A futuristic SF story where population control laws force families into making terrible choices (read this story online at Eidolon.net). This tale is close to my heart. It brought tears to my eyes when I wrote it and it has proved to be one of the most popular stories I have written.

  • Eidolon #3 (ed. Jeremy G. Byrne, Jonathan Strahan, et al), Spring 1990.
  • Beyond Fantasy & Science Fiction (ed. David Riley), UK, June/July 1995.
  • 100 Lightnings (ed. Stephen Studach), Paroxysm Press, 2016.
  • The ampersand #2 (ed Julie Collins), djprojects, 2021

Old Wood

“Old Wood” is a ghost story about haunted timber. It came about as I watched a shipwright build a unique pergola for a friend. Fortunately the old wood they used came from a different source. When I wrote it, I was what is known as a “discovery writer” rather than a “planner”. I usually started with a character or a situation, maybe some idea of how it would end, and I would start writing to see what happened. As a result of this technique, I often had false starts and ended up with stories that went nowhere. But with “Old Wood”, all these individual ideas came together as a whole and resulted not only in a finished story, but one that has been very popular.

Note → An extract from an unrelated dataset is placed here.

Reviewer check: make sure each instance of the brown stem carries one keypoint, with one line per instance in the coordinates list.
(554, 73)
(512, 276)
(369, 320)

It was originally published in Terror Australis magazine before being reprinted in the Penguin anthology Strange Fruit edited by Paul Collins. In her review of that book in Meanjin, the popular crime writer Kerry Greenwood described the story as one of “the best ones” in the anthology.

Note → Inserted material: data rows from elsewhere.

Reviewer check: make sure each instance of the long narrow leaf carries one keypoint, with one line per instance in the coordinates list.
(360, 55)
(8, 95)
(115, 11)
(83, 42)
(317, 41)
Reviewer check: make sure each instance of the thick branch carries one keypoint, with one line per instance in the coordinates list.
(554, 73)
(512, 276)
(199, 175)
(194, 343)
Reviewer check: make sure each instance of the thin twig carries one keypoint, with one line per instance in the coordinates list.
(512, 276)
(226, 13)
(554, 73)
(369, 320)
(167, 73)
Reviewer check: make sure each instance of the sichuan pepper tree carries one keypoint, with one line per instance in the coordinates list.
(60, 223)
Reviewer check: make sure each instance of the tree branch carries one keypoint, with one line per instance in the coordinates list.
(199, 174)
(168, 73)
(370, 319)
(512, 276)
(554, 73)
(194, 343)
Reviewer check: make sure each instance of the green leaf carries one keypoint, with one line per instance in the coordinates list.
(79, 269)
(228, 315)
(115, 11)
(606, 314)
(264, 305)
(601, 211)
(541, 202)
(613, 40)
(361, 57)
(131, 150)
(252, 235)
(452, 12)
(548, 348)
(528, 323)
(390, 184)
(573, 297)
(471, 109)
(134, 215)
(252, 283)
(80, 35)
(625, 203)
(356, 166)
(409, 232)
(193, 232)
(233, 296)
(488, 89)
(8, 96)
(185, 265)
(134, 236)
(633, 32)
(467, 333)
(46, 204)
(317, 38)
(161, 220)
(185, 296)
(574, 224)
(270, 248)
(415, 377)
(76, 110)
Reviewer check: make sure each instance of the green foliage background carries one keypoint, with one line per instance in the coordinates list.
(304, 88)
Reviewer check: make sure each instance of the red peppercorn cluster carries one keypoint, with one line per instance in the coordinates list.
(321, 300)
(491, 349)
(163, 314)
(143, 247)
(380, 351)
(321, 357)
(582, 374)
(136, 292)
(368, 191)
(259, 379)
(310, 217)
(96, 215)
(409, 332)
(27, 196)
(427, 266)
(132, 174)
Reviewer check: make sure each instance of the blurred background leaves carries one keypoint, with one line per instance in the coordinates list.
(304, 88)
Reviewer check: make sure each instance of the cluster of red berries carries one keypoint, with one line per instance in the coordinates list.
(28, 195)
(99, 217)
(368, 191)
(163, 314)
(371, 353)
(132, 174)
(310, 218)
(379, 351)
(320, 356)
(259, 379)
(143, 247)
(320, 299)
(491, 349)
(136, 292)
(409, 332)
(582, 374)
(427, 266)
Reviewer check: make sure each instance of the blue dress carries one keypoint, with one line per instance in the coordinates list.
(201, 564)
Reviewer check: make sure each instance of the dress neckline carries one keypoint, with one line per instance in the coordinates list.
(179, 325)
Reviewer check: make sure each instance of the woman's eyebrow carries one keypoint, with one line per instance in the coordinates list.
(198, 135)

  • Terror Australis #2, edited by Leigh Blackmore, Christopher Sequeira and Bryce J. Stevens, July 1990.
  • Strange Fruit, edited by Paul Collins, Penguin Books, 1995.

Talisman

“Talisman” is another ghost story, this time set in the steamy jungle of Vietnam. The story was judged by Bruce Pascoe as the best local submission, and it later became the basis of my popular story “Ma Rung”.

  • Eastern Regional Libraries Short Story Competition Winners Booklet, ERL, 1990

The Place

terroraustralis1_thumbThis little story distressed me when I wrote it (and still makes me uncomfortable today). So why did I write it? I wrote it in response to a spate of family murder/suicides and child murders that were reported in the news that shook me to the core. What drives a mother to drown her babies? Why would a father throw his daughter off a bridge? I don’t understand how any parent can kill a child. There is no possible reason or excuse and yet people do it. Mental illness, I hear some people say. It makes me want to weep, so I guess this story was an attempt to exorcise the pain.

  • Terror Australis #1, edited by Leigh Blackmore, Christopher Sequeira and Bryce J. Stevens, April 1988.

Logic Loop

A micro-fiction story that is literally a logic loop. A popular little story published in two anthologies alongside big names such as Robert Heinlein, Frederick Forsyth, H. G. Wells, Arthur C. Clarke and Ray Bradbury among others.

  • Aphelion #5, Summer 86/87.
  • Worlds in Small (Cacanadadada Books), edited by John Robert Colombo, 1992.
  • Grandes Minicuentos Fantasticos (Alfaguara), edited by Benito Arias Garcia (Spanish translation).
  • 100 Lightnings (edited by Stephen Studach), Paroxysm Press, 2016.

Errand Run

Another micro-fiction story from the same issue of Aphelion SF Magazine edited by Peter McNamara.

Art Critic

This was my first published short story. A humorous SF piece that was inspired by the Sydney Art Biennale and asks questions about what constitutes good art. If you think the art in this story is weird just have a look at the real thing.

  • The Cygnus Chronicler, Volume 4 No 3, June 1982.